The role of the spokesman of the political office has been given to Mohammad Naeem Wardak. Taliban chief Maulvi Hibatullah Akhunzada has appointed a hard-line cleric, Sheikh Abdul Hakim, as the group’s key negotiator for crucial Afghan peace talks. With the appointment of Hakim, the Taliban leader has strengthened his control over the group’s political affairs. The negotiation team includes 13 members of Rehbari Shoura, the leadership council, who answer to the chief. (20200906)


Background:

Experts say Ishaqzai is widely respected among the Taliban for his religious credentials, ranking alongside Mullah Akhundzada as the most senior cleric in the militant group.

This is important because the Taliban likes to assert religious justification for what they do. Many of the senior commanders and leaders never actually qualified from their madrasahs and so are 'unqualified. The presence of Ishaqzai adds weight to whatever the negotiating team cares to do.

Ishaqzai graduated from and taught at the Darul Uloom Haqqania Islamic seminary in northwest Pakistan, which is known for preaching a fundamentalist brand of Islam and schooling a generation of fighters for the Afghan Taliban. The so-called university of jihad counts some of the world's most notorious terrorists among its alumni, including Taliban founder and spiritual leader Mullah Mohammad Omar -- who died in 2013 in Pakistan -- and Jalaluddin Haqqani, the late leader of the Pakistani-based Haqqani network that is allied with the Afghan Taliban.
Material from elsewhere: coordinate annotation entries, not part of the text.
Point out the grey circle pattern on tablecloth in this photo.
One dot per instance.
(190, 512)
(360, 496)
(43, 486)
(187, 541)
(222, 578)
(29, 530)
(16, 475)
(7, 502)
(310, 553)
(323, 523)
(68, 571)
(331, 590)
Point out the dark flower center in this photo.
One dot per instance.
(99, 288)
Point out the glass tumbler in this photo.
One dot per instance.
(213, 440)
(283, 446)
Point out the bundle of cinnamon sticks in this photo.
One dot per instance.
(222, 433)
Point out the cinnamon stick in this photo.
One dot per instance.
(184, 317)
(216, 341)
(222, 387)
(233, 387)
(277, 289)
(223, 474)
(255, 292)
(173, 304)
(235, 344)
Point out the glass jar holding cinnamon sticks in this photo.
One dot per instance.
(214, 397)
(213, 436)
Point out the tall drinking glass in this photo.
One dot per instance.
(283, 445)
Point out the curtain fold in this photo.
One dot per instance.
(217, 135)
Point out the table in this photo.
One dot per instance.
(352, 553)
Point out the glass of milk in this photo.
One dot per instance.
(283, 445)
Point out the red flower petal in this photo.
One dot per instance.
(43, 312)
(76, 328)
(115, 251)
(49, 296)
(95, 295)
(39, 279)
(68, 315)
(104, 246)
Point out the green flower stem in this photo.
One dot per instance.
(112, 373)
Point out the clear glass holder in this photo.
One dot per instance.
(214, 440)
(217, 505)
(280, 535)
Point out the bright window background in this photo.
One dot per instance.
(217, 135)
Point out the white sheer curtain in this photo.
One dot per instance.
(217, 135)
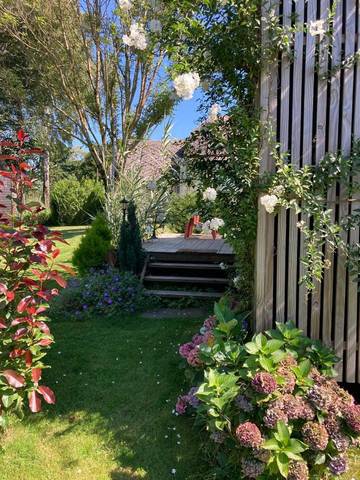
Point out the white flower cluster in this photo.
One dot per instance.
(269, 202)
(213, 224)
(125, 5)
(186, 84)
(137, 37)
(155, 26)
(317, 27)
(210, 194)
(214, 112)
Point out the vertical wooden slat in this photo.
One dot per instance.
(295, 156)
(265, 229)
(284, 147)
(351, 329)
(307, 142)
(320, 148)
(333, 146)
(353, 311)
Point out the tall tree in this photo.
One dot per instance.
(100, 67)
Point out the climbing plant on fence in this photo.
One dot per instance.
(29, 277)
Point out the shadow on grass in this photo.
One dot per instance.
(119, 379)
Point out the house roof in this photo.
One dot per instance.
(153, 158)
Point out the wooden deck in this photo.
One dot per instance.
(176, 243)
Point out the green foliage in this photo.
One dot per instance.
(258, 399)
(94, 246)
(103, 292)
(131, 255)
(181, 209)
(75, 202)
(225, 156)
(305, 191)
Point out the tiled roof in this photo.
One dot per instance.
(152, 159)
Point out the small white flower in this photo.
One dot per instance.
(137, 37)
(125, 5)
(186, 84)
(210, 194)
(155, 26)
(269, 202)
(206, 227)
(317, 27)
(214, 112)
(216, 223)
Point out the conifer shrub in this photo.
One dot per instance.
(270, 406)
(94, 246)
(131, 255)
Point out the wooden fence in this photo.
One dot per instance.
(310, 116)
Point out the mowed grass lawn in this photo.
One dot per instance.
(116, 382)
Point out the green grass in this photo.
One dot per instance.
(73, 236)
(116, 383)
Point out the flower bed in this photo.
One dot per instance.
(270, 406)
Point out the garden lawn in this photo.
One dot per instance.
(73, 236)
(116, 383)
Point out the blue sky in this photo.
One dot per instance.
(185, 118)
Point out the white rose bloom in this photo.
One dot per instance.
(216, 223)
(214, 112)
(269, 202)
(186, 84)
(137, 37)
(125, 5)
(155, 26)
(206, 227)
(317, 27)
(210, 194)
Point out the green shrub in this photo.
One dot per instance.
(131, 255)
(102, 292)
(270, 406)
(181, 209)
(75, 202)
(94, 246)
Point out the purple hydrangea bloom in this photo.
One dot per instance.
(338, 465)
(264, 382)
(249, 435)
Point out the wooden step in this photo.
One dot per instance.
(178, 279)
(184, 265)
(181, 294)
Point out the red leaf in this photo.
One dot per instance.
(28, 358)
(36, 374)
(45, 342)
(47, 393)
(13, 378)
(34, 402)
(23, 304)
(58, 279)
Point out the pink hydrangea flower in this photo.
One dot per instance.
(249, 435)
(181, 405)
(264, 382)
(210, 323)
(193, 358)
(185, 349)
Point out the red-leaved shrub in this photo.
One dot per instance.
(29, 278)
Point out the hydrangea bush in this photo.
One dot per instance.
(101, 292)
(270, 406)
(29, 277)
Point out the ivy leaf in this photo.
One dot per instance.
(283, 464)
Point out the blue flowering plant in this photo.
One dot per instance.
(270, 406)
(102, 292)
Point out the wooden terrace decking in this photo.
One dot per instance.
(176, 243)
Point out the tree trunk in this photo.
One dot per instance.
(46, 181)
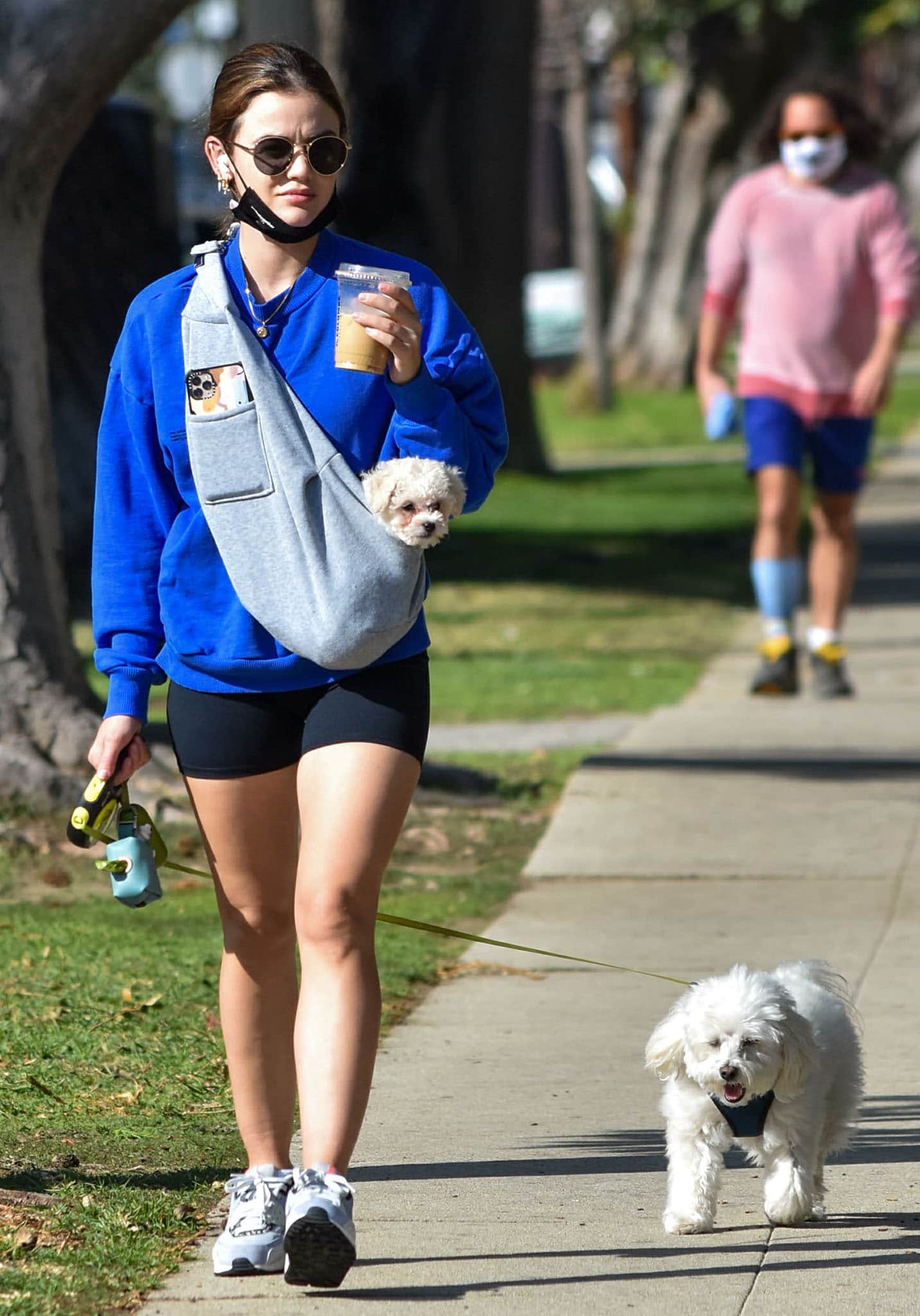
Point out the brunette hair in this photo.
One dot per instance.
(862, 132)
(266, 66)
Ishaqzai's reputation among the Taliban is also enhanced by his birthplace. He hails from the Panjwai district in the southern Afghan province of Kandahar. The district is considered the spiritual home of the Taliban. Ishaqzai's appointment also "contains" the "serious tension" between political chief Mullah Baradar and Stanekzai, the former lead negotiator who has been demoted to deputy chief negotiator.